Top Rated Hyderabad Call Girls Chintal ⟟ 9332606886 ⟟ Call Me For Genuine Se...
Aug2014 spiral genetics anchored assembly
1. SV Detection via
Anchored Assembly
How can we best call structural variants?
Becky Drees,Jeremy Bruestle, Cheinan Marks
2. SV Detection via Anchored Assembly
Brief Description of Anchored Assembly Method
Testing vs GIAB Variant Set & Validated SV Sets
How Do We Describe SVs from Detected Breakpoints?
Please do not distribute without permission.
!
3. Input data
Any Species
with a draft genome
Existing NGS Data
No special library prep
~20x per ploidy
Please do not distribute without permission.

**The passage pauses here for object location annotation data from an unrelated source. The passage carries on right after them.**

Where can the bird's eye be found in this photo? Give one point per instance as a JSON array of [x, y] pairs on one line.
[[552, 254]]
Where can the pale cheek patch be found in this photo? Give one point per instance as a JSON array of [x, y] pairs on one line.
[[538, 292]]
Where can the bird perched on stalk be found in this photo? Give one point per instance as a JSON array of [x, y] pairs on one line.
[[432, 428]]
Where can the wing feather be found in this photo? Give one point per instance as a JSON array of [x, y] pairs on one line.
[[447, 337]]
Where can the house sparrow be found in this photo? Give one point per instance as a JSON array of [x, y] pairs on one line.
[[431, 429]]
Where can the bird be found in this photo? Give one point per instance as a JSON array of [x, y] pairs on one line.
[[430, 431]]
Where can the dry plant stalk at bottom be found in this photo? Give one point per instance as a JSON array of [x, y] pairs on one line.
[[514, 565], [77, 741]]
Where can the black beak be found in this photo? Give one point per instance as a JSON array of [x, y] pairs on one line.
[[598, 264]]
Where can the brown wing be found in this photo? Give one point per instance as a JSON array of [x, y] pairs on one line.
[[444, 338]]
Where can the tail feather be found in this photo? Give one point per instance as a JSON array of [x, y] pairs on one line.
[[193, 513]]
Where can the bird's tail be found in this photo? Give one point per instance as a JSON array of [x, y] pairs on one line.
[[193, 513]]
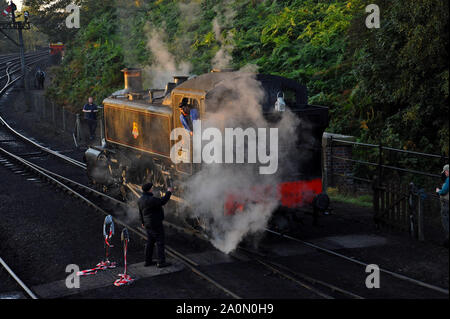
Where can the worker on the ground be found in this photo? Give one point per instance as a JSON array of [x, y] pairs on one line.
[[152, 215], [90, 114], [188, 115]]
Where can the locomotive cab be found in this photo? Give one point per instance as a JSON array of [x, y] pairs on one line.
[[138, 126]]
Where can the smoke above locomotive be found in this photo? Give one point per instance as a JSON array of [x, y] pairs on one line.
[[248, 122]]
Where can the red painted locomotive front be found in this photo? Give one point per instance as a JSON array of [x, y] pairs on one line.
[[292, 194]]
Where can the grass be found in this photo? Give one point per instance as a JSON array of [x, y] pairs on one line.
[[361, 200]]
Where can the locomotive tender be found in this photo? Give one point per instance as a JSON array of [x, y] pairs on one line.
[[137, 126]]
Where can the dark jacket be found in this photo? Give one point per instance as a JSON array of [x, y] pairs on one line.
[[90, 111], [151, 209]]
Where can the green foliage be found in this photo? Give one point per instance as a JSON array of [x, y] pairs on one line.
[[387, 85], [90, 66]]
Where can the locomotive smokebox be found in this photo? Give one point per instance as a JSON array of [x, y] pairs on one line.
[[133, 80]]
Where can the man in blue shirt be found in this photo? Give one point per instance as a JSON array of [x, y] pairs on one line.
[[90, 114], [443, 193], [188, 115]]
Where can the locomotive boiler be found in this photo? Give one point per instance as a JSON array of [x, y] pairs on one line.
[[137, 138]]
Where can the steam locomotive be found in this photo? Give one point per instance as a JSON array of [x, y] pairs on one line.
[[137, 126]]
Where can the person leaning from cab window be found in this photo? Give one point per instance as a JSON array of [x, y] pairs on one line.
[[443, 195], [90, 114], [188, 115]]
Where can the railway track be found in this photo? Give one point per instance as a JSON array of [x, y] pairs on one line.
[[108, 205], [10, 67]]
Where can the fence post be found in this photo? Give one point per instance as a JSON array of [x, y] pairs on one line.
[[420, 234], [376, 201], [331, 161], [411, 205], [64, 119], [77, 126], [101, 124], [380, 162], [43, 107], [53, 113]]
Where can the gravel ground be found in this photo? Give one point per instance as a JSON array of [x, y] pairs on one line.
[[41, 231]]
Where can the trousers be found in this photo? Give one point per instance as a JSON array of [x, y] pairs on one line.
[[155, 235]]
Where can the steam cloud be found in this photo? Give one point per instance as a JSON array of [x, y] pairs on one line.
[[208, 189], [164, 65]]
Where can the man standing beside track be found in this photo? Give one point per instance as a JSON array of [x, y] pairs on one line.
[[90, 114], [152, 215]]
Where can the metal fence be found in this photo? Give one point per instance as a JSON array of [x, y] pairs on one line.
[[61, 119], [402, 183]]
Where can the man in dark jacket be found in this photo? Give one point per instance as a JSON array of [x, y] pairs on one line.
[[152, 215], [90, 114]]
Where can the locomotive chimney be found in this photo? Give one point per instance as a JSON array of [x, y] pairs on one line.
[[133, 80]]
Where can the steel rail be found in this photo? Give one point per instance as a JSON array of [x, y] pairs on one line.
[[172, 252], [18, 280], [353, 260], [45, 149], [278, 268]]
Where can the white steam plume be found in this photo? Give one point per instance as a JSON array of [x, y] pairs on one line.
[[208, 189]]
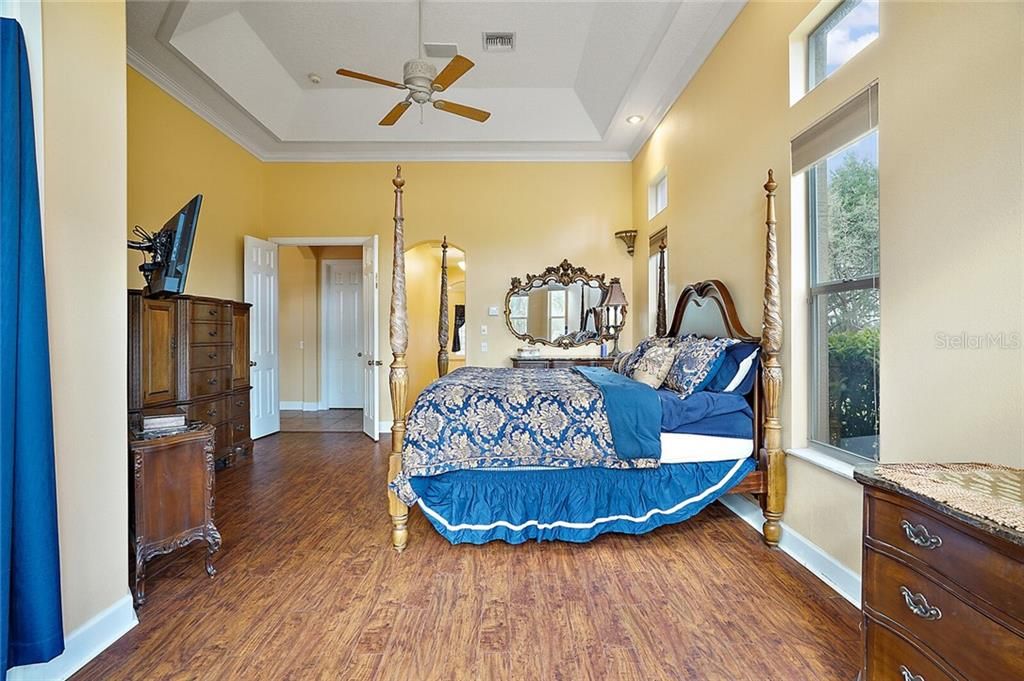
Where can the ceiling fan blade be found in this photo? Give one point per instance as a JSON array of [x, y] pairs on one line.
[[477, 115], [456, 69], [395, 114], [371, 79]]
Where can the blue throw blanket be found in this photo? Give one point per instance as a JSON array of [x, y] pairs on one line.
[[634, 413], [506, 418]]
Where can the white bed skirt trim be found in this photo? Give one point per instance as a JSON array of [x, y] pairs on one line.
[[583, 525]]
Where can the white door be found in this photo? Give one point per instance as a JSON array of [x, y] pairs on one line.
[[343, 333], [261, 291], [371, 341]]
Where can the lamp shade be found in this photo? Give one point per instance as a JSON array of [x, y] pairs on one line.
[[614, 295]]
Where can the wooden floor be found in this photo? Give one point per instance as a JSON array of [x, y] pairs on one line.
[[308, 588], [324, 421]]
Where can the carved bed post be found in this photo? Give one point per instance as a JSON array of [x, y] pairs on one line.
[[660, 328], [442, 335], [773, 501], [398, 378]]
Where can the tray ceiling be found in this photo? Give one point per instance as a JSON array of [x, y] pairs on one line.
[[578, 71]]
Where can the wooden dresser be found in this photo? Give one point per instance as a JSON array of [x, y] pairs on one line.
[[560, 363], [189, 354], [943, 572], [171, 497]]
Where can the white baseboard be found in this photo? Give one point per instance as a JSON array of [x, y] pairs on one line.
[[83, 644], [840, 578]]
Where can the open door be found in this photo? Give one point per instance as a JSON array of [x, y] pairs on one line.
[[261, 291], [371, 341]]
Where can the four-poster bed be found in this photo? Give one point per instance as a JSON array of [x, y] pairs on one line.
[[704, 310]]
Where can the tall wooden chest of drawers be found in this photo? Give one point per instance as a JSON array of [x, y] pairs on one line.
[[943, 581], [190, 355]]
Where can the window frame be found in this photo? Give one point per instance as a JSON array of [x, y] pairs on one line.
[[833, 18], [818, 291]]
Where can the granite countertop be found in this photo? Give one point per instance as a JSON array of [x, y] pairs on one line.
[[984, 496]]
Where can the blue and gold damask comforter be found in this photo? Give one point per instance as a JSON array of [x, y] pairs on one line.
[[505, 418]]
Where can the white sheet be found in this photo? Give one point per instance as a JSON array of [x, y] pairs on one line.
[[685, 448]]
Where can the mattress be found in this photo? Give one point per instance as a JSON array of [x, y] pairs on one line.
[[690, 448]]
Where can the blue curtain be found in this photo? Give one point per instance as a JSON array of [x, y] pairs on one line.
[[31, 628]]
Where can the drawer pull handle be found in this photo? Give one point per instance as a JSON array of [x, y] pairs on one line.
[[919, 605], [908, 675], [920, 536]]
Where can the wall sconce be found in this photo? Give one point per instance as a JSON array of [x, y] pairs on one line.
[[629, 238]]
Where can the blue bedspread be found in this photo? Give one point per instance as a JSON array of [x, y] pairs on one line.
[[576, 505], [505, 418], [634, 413]]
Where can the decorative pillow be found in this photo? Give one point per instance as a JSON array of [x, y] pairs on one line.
[[696, 363], [653, 366], [738, 370]]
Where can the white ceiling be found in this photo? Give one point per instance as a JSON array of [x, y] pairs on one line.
[[578, 71]]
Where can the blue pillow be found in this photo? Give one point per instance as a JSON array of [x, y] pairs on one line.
[[737, 371], [697, 362]]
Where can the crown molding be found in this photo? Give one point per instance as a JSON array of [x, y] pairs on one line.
[[171, 87]]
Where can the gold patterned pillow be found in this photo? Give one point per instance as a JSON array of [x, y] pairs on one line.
[[654, 365]]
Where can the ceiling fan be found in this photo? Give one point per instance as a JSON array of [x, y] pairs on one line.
[[420, 77]]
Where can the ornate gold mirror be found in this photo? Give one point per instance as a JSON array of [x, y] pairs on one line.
[[558, 307]]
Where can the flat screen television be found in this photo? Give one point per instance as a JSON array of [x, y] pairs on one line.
[[169, 251]]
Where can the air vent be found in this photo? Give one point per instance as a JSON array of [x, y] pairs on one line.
[[499, 42]]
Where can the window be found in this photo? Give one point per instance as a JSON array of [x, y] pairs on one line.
[[843, 221], [518, 308], [653, 271], [556, 313], [657, 195], [850, 28]]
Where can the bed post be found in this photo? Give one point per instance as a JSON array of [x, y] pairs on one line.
[[773, 502], [442, 335], [398, 377], [662, 323]]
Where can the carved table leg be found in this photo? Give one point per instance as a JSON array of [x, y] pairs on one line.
[[213, 542], [139, 581]]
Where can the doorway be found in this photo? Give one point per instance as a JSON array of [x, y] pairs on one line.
[[318, 333]]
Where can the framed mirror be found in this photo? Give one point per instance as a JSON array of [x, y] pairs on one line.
[[559, 307]]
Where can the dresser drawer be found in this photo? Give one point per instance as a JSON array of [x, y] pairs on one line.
[[891, 657], [211, 312], [965, 638], [212, 412], [209, 382], [973, 564], [210, 356], [240, 405], [206, 333]]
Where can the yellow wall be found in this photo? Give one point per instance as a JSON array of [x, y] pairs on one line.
[[172, 156], [83, 222], [950, 144]]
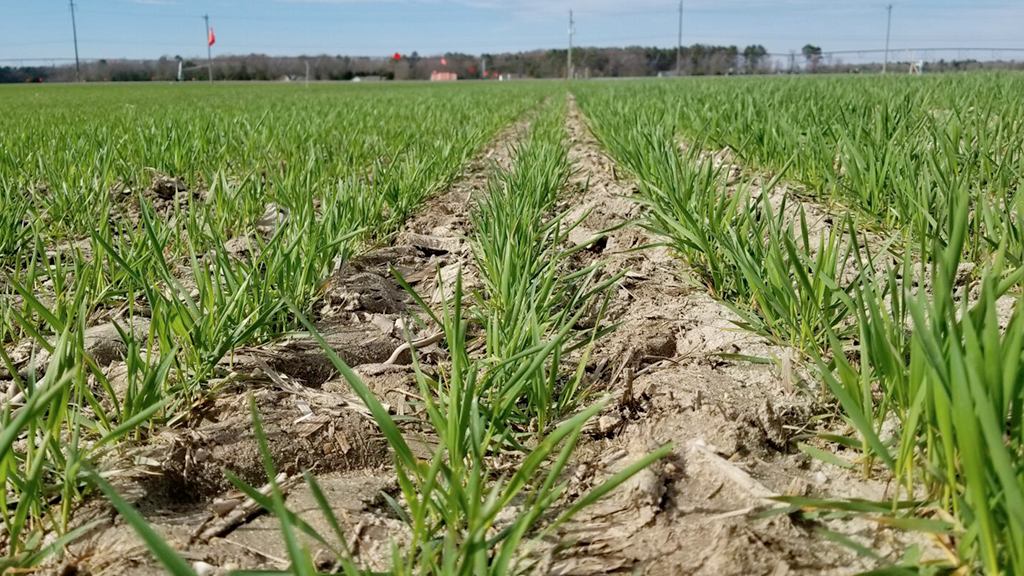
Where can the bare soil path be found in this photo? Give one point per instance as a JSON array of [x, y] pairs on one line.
[[671, 366], [731, 422], [311, 418]]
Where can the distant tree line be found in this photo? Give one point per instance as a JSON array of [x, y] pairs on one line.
[[698, 59]]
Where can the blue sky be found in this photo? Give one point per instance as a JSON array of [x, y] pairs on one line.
[[41, 29]]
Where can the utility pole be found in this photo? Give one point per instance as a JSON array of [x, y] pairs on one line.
[[209, 53], [889, 27], [679, 45], [568, 66], [74, 30]]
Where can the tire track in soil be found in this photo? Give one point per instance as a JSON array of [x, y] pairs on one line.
[[311, 418], [730, 422]]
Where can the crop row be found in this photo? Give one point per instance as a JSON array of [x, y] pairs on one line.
[[892, 339]]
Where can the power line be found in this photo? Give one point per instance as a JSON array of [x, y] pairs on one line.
[[889, 27], [568, 65], [209, 44], [679, 43], [74, 30]]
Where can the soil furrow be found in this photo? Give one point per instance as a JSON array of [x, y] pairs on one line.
[[311, 418], [672, 368]]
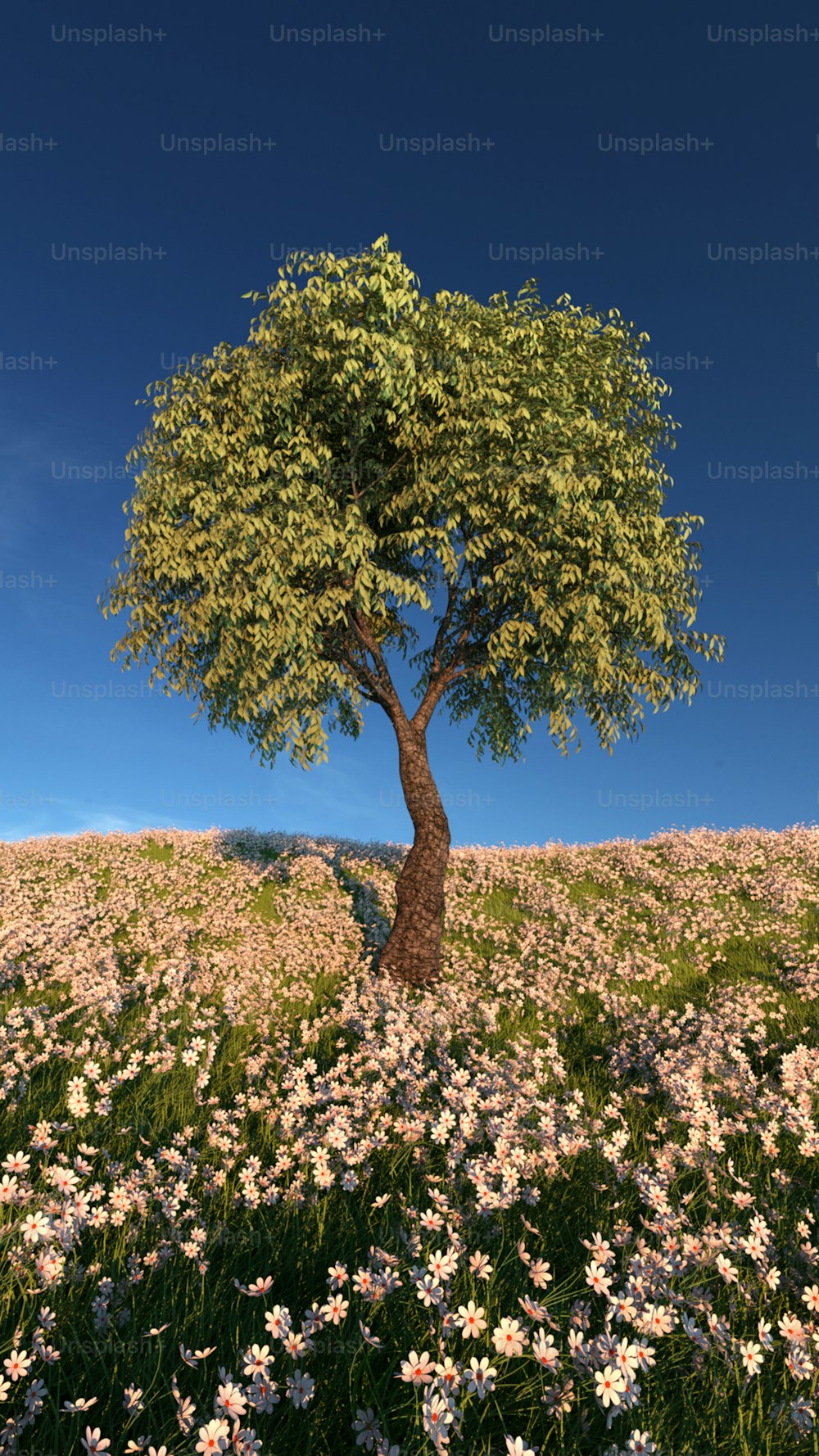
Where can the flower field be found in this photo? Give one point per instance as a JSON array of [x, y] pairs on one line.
[[257, 1199]]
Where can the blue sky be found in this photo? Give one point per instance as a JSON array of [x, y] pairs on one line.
[[117, 155]]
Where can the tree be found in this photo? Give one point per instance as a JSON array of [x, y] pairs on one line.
[[363, 445]]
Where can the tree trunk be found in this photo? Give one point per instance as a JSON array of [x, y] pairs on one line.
[[413, 952]]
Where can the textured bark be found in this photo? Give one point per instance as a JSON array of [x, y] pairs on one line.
[[413, 952]]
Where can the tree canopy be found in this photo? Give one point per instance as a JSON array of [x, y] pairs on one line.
[[299, 488], [369, 445]]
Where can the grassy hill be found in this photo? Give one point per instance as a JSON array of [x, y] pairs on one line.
[[586, 1162]]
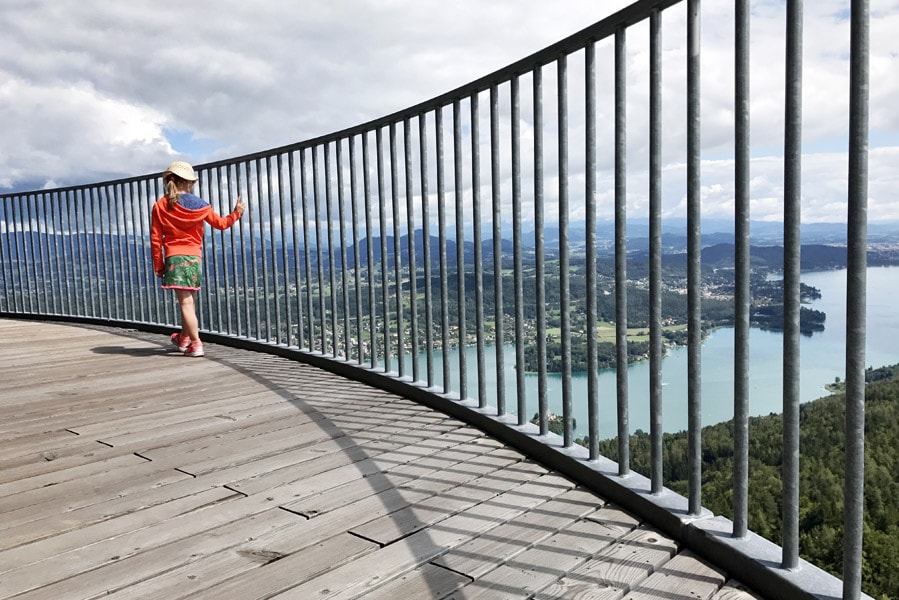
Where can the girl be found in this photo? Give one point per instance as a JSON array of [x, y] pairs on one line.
[[176, 232]]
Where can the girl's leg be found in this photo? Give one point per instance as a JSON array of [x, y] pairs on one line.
[[189, 325]]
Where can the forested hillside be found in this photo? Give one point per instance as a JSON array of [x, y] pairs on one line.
[[821, 478]]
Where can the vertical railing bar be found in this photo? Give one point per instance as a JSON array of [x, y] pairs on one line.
[[130, 259], [36, 260], [295, 241], [53, 253], [518, 267], [72, 257], [251, 274], [460, 249], [13, 242], [397, 262], [496, 197], [239, 169], [34, 301], [621, 249], [370, 252], [276, 278], [119, 216], [329, 220], [144, 202], [205, 192], [100, 220], [137, 246], [856, 297], [45, 256], [218, 274], [441, 242], [152, 195], [539, 251], [564, 288], [655, 252], [30, 259], [410, 230], [357, 278], [74, 211], [263, 334], [694, 265], [233, 318], [742, 296], [426, 244], [590, 196], [382, 225], [127, 249], [59, 294], [115, 237], [478, 249], [84, 259], [344, 271], [7, 302], [791, 283], [307, 252], [91, 206], [319, 258], [27, 262]]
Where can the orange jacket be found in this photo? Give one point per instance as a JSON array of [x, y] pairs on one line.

4. Step 1: Read Correction
A* error correction
1000 2000 3000 4000 5000
0
K-mer Quality Score Distribution
0 200 400 600 800 1000 1200
K-mer Count
Please do not distribute without permission.
Total K-mer Quality Score
!
• Similar to Euler or Quake
• Corrects the read without
using reference
information
• Reduces error from 1% to
0.01%
5. Step 2: Remove Reference Matches
Please do not distribute without permission.
!
• Remove reads that are an
exact match to reference
• Significantly reduces the
complexity of the graph
• Reduces required
memory usage (40GB for
whole human genome)
6. Step 3: Read Overlap Graph
Read overlap
assembly
R7 R8
R3 R6 R9
8 9 8 9
Please do not distribute without permission.
!
• Construct a read overlap
graph with the remaining
reads
• Provides more context
than a kmer-based de
Bruijn graph
7 7 7
7
7
8
7
R1 R2
R3 R5
7. Step 4: Anchoring
Please do not distribute without permission.
!
• Anchor assemblies to
reference coordinates
• Provide breakpoint
information while keeping
reference bias low
Anchoring
8. Step 5: Variant Validation
Variant validation
T T A G A T A A C A
Please do not distribute without permission.
!
• Assemble variant sequence
from read overlap graph
• Computes minimal cost
variation (similar to Smith-
Waterman)
• Calls variants and QC to
remove likely false positives
A A T G A C T T A G . . A
G A C T T A G A T A
A C
C T T A G A T A A C
A T T
A G A T A A C A T T
G
G A T A A C A T T G
G A C T T A G A T A A C A T T G
T A G
Reference
Assembled
R2
R3
R4
R5
R6
9. NA12878 SNP Detection vs GIAB
Please do not distribute without permission.
Anchored)Assembly)only)
13,307)
Genome)in)a)Bo8le)only)
144,463)
!
2,596,897)
Sensi@vity:))95%)
Precision:))99.5%)
13. How to describe SVs from breakpoints?
#CHROM
POS
ID
REF
ALT
QUAL
FILTER
1
1500000
bnd_A
T
T[1:1501108[
100
PASS
INFO
FORMAT
SAMPLE
DP=26;NS=1;SVTYPE=BND;MATEID=bnd_B;AID=1234
DP:ED:OV
26:72:89
#CHROM
POS
ID
REF
ALT
QUAL
FILTER
1
1501108
bnd_B
G
]1:1500000]G
100
PASS
INFO
FORMAT
SAMPLE
DP=26;NS=1;SVTYPE=BND;MATEID=bnd_A;AID=1234
DP:ED:OV
26:72:89
Please do not distribute without permission.
As breakend records:
As SV events:
14. How to describe SVs from breakpoints?
Assembled breakpoints can reveal variation that is hard to categorize
• Different events can produce similar breakpoints
• Multiple breakpoints can represent a single rearrangement event
Please do not distribute without permission.
CHR$1$
bnd_K$ bnd_L$ bnd_M$ bnd_N$
200000$ 190000$ 197000$200231$
15. How to describe SVs from breakpoints?
A single breakpoint can contain multiple sequence changes:
!
• Inserted sequence at deletion breakpoints
• Deleted or duplicated sequence at insert breakpoints
• Deleted or duplicated sequence at inversion breakpoints
deleted sequence duplicated sequence
Please do not distribute without permission.
CHR$1$
1700000$ 1704100$
1700100$ 1704250$
Inverted(sequence(
16. How to describe SVs from breakpoints?
Many assemblies anchor to multiple genome locations
• Variation in duplicated genome regions
• Variation in repetitive elements
• Transposons
anchors to multiple places
Please do not distribute without permission.
CHR$1$
Alu$
unique anchor
17. Contact
• More information
• Trial on own data
!
becky@spiralgenetics.com
niranjan@spiralgenetics.com
!
info@spiralgenetics.com
Please do not distribute without permission.